And that might have been the end of it, if independent curator artist Jordan Stein hadn’t gone archive diving in preparation for “Night”. The Times’ Randy Kennedy tells this story of “Night” and La Nuit in a 2012 article which I am trying mightily not to retype from start to finish.

Stein, who worked on “Night” with the Glass House’s curator Irene Shum Allen, found a 1974 letter from James Lord in Matisse’s archive at the Morgan Library, that discussed the restoration of La Nuit. Lord’s idea was to have Diego remake the plaster figure, and then to have it cast in bronze as a posthumous edition that somehow noted both brothers’ involvement. “What would you think of having Diego remake the figure?” Lord suggested. “He-and he alone-could do it so that it would be virtually-but of course not absolutely-as if it had been done by Alberto. Indeed, there are more than a few pieces, if the truth were known, in which Diego had as much of a hand as that…I have spoken of this to Diego, and he would be prepared to do the restoration…Would Annette have to be consulted?”

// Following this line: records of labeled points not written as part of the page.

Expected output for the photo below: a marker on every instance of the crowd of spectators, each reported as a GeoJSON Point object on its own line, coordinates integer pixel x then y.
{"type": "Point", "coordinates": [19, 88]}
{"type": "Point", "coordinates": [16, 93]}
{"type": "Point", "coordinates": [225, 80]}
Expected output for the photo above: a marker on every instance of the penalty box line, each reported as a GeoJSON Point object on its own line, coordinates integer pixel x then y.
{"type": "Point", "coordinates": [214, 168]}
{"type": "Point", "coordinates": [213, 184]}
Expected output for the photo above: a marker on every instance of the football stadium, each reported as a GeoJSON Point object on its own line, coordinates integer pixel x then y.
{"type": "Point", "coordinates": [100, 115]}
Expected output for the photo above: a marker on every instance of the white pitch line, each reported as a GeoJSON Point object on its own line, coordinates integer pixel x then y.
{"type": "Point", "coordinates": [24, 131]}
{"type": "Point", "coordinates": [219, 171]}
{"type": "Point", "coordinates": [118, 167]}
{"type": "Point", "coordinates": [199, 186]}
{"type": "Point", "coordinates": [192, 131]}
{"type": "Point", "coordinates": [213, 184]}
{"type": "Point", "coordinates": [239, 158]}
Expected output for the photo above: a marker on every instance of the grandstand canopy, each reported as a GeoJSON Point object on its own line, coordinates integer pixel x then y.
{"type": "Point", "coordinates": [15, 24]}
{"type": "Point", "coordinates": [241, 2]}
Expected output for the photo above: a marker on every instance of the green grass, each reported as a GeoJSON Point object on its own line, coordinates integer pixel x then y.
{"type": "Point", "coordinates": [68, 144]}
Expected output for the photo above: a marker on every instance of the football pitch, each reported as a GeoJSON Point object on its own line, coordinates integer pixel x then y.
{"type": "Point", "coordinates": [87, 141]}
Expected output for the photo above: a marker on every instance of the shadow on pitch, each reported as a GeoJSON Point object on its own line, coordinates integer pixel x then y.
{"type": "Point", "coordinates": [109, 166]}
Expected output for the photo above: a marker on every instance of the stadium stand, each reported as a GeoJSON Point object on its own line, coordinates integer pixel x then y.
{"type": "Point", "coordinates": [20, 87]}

Which, well, yes, Annette would have to be consulted, though in 1974 she was in no position to decide. I just re-read Marc Spiegler’s 2004 ARTnews article [pdf] on the decades-long conflict among the Giacomettis’ assistants, family, collectors, Associations, Fondations, and Stiftungs that had only then begun to settle down. This seemed like a stretch in 1974, and any possible restoration was mooted by Diego’s death in 1985, and no resolution over its ownership was likely during the posthumous shitstorm over Giacometti’s work. It was basically gone.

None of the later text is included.